Since then, the low-key comedy-drama has played festivals around the U.S., picking up honors such as the New Filmmakers Forum Emerging Director Award at the St. Louis International Film Festival. Audiences have praised its authenticity and humor and compared it to The Straight Story. Vermonters, however, might be more likely to think of John O'Brien's Man With a Plan.
Like that 1996 local cult classic, Farmer of the Year tells the story of a retired farmer who's not ready to slow down. Barry Corbin, who played Maurice on "Northern Exposure," stars as 83-year-old widower Hap Anderson, narrating the film in voice-over. Slow-moving and soft-spoken, Hap's just sold the family farm to his son and daughter-in-law, but he's still over there every day.

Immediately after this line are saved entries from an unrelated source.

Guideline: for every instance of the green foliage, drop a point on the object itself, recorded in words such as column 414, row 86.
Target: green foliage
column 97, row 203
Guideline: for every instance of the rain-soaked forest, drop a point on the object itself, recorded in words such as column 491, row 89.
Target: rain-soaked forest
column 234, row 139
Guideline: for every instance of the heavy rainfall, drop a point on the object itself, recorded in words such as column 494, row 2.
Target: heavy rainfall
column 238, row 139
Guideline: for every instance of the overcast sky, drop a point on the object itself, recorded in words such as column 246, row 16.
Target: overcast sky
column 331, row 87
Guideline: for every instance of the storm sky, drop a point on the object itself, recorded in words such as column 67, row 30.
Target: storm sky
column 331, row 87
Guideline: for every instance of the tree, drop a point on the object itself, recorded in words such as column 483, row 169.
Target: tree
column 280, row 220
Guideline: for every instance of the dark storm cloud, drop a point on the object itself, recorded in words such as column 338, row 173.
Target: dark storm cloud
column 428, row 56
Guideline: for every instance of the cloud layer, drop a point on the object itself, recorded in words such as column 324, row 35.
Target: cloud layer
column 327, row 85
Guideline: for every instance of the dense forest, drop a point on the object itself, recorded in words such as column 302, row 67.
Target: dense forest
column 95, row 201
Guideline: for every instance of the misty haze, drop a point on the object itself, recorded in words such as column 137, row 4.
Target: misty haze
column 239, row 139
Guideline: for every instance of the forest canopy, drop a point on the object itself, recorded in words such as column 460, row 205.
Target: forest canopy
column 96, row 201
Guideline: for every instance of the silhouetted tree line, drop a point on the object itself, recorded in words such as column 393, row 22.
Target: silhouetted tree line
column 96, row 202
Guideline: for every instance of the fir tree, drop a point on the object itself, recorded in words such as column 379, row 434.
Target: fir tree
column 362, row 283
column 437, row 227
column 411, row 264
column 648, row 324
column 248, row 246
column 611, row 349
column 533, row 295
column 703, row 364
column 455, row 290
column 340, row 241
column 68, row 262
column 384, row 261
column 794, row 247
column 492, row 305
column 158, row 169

When the younger folks hint that they'd like him to back off, Hap decides to spiff up his '73 Winnebago and road-trip to the reunion of his World War II regiment, picking up an old flame along the way. Meanwhile, his fresh-out-of-college granddaughter, Ashley (Mackinlee Waddell), is fed up with living with her folks. After a blowup with her mom about her jobless status, she opts to join Gramps on his cross-country jaunt.
In the wrong hands, this odd-couple story could have been pure corn. But Swanson's screenplay avoids sentimentality, achieving instead the kind of gentle, humanistic comedy we rarely see these days in movie theaters. While the film's first third is a little rambling, it gathers steam as the pair sets off through South Dakota.
Corbin and Waddell create full-fledged characters with great comic chemistry: Hap is an ornery bugger under his reserve, while Ashley wields a masterful millennial deadpan. Both are navigating life transitions, and neither has much figured out. While Hap tries to pay for transactions with his ancient traveler's checks and persists in hitting on women his son's age, the equally lovelorn Ashley is convinced all the answers are searchable on her phone.
The film punctures both their delusions, often with ironic visual contrasts. (When Hap touts himself as runner-up for the local honor of Farmer of the Year, for instance, we see that honor being conferred in a severely underpopulated auditorium.) But there's no mean-spiritedness in Farmer of the Year and no patronizing jokes about aging. While the pair don't "learn lessons" from each other in any obvious way, the film has its share of understated poignant moments.
Hap is a Midwesterner through and through; the depths of skepticism with which he infuses the interjection "I s'pose" made me feel like my Iowan grandma had returned to life. Yet Vermonters will immediately grasp the stakes of this story in which the old warily approaches the new. Farmer of the Year suggests there's no right time in life to stop growing.
O'Connell and Swanson know something about that: They headed to film school comparatively late in life, after selling their athletic-apparel company, VOmax. If this movie is any indication, it's far from the last we'll hear from them.
Farmer of the Year screens on Thursday, December 6, at 7 p.m. (followed by filmmaker Q&A) and Sunday, December 9, at 3:30 p.m. at Essex Cinemas. Regular admission.